As this year’s World Economic Forum on Africa came to a close on Friday in South Africa – the host of the next United Nations Framework Convention on Climate Change (UNFCCC) Conference of Parties (COP) in November-an overarching thread emerged for Africa to enhance economic growth in an integrated, sustainable, job-growing fashion: diversify its energy portfolio to include more energy from renewable sources.
This was clear when South African Minister for Energy, Dipuo Peters, announced in her keynote address that the recently passed Integrated Resource Plan contains provisions for 42 percent of South Africa’s energy to come from renewables.
At the same time, it is clear that similar to the United States, coal is the main source of energy. To throw another wrench in the issue, lack of jobs and job-growth are major concerns facing industries in Africa, and any new development in energy will need a substantial job-providing element attached to it to ensure success. This balancing act is recognized optimistically in a blog post by Silas Zimu, CEO of Suzlon Energy in South Africa, where he discusses his view on the “precious balance” between “Energy, Economy, Environment and Expectations.” This challenge has inspired Zimu to go in the direction of wind power saying he has made it a personal goal to take advantage of South Africa’s 30,000 MW of untapped wind energy potential.
And, in terms of job growth, Zimu cites a recent Greenpeace Africa report stating that development in renewables for Africa could create 78,000 South African jobs in the near future. Zimu’s optimism combined with Peters’s new provisions for renewable energy could be a sign of good things to come for the renewables market in South Africa.
Similar themes emerged during the session on green growth where both business and government representatives discussed the urgency for Africa to build a green economy and not to rely on cheap, “dirty” energy alternatives. In addition to development in renewable energy, there were discussions on the foundations needed for green investment and development in Africa’s agriculture and manufacturing industries. Part of this discussion included how to best use Africa’s still undetermined allotment of the $100 billion Green Climate Fund to meet climate change targets and make the switch to clean energy. The agreement decided that funds should be used to attract more input from private investors, as we have said previously.
The two sessions on New Energy Architecture and Green Growth highlighted some other key points to keep in mind in order for Africa to gain a significant voice in the next COP and to succeed with further clean energy investments throughout the continent:
1) The Copenhagen Accord calls for a global fund of $ 100 billion per year by 2020 to meet climate change targets. Africa will need a significant portion of that funding. It will only be enough if public money can leverage significant private money.

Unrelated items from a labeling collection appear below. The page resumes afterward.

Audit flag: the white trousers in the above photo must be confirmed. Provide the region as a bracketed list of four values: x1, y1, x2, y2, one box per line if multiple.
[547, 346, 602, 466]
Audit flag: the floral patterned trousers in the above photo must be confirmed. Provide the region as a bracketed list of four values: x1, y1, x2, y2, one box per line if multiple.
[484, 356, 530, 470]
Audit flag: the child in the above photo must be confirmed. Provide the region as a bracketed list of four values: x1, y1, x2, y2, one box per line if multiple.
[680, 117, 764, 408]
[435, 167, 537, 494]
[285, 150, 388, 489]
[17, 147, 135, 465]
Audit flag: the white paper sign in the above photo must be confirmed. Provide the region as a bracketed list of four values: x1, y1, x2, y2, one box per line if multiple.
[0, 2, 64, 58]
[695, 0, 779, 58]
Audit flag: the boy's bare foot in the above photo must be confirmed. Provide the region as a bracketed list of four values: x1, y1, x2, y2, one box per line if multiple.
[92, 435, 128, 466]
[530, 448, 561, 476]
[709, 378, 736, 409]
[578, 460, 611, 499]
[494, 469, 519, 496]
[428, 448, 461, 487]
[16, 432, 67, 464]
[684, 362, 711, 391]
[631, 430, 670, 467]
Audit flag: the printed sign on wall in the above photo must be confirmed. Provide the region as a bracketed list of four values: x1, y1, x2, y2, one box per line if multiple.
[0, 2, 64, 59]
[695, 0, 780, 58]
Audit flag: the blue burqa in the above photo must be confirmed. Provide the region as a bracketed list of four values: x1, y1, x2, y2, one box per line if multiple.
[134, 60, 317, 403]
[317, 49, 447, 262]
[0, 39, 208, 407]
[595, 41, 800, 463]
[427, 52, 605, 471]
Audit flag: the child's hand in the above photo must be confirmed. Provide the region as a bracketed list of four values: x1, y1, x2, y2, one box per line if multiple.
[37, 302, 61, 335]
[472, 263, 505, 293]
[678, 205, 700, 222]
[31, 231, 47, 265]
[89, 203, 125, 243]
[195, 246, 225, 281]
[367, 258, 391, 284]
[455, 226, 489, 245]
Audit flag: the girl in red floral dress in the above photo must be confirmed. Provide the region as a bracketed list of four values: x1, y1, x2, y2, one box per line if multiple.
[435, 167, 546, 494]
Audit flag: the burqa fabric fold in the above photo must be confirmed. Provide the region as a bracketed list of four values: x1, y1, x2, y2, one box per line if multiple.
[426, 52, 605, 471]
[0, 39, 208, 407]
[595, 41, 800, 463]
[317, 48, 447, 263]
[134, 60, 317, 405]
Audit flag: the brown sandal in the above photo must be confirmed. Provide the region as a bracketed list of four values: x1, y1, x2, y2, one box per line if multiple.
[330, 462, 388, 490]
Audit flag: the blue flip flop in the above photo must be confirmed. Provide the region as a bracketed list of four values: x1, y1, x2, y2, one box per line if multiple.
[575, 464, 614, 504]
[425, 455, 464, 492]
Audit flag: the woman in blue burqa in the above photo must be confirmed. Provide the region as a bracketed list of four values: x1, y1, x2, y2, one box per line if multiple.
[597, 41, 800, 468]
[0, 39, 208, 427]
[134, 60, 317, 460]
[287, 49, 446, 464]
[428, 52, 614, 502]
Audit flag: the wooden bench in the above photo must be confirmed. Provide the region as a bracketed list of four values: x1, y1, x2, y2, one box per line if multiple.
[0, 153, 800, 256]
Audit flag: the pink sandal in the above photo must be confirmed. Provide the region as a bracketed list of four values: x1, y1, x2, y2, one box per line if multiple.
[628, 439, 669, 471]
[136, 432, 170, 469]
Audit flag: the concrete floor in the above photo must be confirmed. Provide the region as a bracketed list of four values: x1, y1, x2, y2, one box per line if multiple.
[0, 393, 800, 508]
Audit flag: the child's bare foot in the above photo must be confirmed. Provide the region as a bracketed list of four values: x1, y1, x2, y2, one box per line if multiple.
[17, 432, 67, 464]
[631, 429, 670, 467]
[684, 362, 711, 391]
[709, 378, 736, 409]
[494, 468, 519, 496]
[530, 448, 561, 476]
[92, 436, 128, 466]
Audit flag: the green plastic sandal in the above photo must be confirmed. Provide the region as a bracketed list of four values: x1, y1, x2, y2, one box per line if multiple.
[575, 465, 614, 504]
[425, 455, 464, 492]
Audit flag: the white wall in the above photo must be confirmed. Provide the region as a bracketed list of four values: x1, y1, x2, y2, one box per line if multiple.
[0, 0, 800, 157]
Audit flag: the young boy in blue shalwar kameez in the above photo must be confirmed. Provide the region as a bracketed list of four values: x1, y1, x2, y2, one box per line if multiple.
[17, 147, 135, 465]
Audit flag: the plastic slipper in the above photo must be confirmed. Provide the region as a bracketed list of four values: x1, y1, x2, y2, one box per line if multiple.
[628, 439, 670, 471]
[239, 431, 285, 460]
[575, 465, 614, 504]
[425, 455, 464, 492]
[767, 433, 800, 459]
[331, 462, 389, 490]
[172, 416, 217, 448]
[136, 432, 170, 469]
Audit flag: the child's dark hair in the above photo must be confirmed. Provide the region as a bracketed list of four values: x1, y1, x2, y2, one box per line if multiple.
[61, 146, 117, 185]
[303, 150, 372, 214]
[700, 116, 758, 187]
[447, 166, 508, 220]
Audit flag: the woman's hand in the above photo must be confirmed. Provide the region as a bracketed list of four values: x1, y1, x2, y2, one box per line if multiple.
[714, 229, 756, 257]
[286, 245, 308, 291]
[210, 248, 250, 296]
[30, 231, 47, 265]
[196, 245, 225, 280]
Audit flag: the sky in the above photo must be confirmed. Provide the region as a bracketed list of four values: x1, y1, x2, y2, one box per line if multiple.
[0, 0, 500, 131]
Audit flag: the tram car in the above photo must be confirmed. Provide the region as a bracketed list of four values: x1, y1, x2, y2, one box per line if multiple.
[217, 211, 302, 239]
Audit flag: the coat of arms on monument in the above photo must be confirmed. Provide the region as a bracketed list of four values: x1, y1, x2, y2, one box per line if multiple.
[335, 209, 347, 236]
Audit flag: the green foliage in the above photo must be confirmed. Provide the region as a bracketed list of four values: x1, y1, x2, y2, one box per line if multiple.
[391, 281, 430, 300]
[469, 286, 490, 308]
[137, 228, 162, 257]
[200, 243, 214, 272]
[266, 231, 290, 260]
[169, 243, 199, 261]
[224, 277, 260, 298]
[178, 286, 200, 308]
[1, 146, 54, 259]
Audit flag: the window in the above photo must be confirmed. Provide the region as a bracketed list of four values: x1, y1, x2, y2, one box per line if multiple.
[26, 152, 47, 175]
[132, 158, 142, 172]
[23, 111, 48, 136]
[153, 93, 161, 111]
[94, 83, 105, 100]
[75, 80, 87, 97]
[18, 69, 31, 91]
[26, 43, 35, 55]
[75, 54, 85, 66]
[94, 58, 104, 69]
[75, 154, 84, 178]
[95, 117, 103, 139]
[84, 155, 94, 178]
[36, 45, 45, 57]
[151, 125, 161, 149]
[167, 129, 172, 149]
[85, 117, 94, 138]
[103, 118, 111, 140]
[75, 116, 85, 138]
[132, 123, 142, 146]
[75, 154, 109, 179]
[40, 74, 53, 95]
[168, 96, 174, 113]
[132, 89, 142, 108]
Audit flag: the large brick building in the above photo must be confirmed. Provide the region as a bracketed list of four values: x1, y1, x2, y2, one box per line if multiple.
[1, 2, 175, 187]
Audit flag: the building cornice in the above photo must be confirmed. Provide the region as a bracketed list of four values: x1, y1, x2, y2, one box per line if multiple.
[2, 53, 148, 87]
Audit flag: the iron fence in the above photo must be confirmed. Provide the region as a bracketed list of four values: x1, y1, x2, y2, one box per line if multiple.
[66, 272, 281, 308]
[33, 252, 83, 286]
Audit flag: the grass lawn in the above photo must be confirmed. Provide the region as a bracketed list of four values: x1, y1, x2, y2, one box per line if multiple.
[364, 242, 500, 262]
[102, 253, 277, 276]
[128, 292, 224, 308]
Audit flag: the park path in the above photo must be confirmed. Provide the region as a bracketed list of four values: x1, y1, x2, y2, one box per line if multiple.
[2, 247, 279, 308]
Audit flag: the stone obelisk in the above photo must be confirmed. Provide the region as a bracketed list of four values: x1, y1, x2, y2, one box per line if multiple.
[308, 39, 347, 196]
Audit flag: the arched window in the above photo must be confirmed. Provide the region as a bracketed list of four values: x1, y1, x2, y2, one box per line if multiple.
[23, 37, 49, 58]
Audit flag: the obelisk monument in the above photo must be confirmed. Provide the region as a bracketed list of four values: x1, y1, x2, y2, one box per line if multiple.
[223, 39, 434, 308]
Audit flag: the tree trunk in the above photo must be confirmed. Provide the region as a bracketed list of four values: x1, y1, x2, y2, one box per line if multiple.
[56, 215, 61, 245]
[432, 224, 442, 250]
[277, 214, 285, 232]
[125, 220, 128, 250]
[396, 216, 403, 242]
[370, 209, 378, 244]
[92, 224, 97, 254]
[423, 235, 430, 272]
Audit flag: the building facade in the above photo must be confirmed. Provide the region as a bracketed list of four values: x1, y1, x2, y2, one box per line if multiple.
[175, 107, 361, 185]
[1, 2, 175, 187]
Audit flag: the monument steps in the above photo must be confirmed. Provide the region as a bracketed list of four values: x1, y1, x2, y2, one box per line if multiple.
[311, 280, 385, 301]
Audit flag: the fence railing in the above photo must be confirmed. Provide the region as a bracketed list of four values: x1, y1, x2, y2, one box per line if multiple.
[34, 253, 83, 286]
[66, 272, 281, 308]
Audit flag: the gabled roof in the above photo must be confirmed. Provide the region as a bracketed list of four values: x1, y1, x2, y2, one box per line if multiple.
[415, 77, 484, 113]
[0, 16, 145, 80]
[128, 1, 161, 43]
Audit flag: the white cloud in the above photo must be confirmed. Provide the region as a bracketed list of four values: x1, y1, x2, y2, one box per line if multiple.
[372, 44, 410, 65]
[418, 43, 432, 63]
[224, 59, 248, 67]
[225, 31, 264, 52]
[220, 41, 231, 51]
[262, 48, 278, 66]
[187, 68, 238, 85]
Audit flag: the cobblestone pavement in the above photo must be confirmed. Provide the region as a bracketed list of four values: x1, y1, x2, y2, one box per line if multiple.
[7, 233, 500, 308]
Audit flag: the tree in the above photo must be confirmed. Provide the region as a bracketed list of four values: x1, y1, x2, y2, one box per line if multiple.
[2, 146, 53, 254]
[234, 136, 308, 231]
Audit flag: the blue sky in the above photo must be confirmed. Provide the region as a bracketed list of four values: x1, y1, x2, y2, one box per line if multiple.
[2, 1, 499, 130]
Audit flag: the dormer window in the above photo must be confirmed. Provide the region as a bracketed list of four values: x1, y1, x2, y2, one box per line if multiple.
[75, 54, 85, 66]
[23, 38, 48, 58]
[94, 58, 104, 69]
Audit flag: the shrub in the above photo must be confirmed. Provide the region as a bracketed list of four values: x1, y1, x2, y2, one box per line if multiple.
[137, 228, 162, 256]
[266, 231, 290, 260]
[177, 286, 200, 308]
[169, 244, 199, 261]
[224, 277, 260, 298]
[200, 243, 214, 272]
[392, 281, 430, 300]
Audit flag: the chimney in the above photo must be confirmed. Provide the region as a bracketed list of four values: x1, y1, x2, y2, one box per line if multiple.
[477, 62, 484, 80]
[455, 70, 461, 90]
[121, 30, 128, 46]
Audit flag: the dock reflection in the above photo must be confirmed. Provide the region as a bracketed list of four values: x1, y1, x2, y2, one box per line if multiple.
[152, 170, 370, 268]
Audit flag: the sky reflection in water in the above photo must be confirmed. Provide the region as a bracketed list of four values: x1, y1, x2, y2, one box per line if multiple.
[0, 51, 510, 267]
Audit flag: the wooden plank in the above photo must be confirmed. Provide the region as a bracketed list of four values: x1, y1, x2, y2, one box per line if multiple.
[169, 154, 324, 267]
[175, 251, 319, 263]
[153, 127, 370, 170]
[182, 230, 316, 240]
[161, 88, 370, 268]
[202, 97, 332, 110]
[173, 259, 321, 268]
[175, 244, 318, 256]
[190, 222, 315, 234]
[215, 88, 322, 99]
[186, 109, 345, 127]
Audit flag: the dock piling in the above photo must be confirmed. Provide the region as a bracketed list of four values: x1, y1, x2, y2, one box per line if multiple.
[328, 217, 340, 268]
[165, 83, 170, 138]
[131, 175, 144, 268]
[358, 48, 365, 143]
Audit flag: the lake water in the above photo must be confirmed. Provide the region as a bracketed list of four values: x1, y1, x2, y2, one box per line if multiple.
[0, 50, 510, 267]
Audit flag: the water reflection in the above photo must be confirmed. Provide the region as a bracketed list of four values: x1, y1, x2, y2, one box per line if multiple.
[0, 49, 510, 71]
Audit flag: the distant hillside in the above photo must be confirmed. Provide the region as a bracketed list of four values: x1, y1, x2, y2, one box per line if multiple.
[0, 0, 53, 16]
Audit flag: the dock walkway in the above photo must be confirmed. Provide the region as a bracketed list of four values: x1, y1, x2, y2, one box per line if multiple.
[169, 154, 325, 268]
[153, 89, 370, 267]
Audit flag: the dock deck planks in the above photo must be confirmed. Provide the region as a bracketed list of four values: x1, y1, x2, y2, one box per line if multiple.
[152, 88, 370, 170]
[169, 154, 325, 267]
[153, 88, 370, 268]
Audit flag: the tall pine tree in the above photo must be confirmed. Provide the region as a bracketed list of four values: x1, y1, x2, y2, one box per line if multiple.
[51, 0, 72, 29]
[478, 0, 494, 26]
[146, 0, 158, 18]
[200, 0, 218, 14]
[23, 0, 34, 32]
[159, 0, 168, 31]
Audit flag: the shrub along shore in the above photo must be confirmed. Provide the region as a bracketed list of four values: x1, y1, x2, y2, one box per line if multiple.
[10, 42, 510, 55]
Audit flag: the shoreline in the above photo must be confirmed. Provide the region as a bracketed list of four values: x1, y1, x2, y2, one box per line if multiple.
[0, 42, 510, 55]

2) At Copenhagen, Africa spoke with one voice on many issues. It must do the same at COP 17 in Durban to aggressively move from vision to action.
3) Regional collaboration is key in narrowing the policy deficit that hampers the investment required to maximize green growth opportunities in the agricultural, energy, and manufacturing sectors.
4) Green growth projects must be made bankable. This requires work by public and private institutions to build confidence in the value chain.
5) A viable and stable political environment is fundamental to encouraging private companies or individuals to commit to renewable energy such as solar photovoltaic.
6) The continent has no choice but to take the renewable sources route, though fossil fuel generation will remain dominant for some years.
7) Coal underpins the security of the power supply for southern Africa.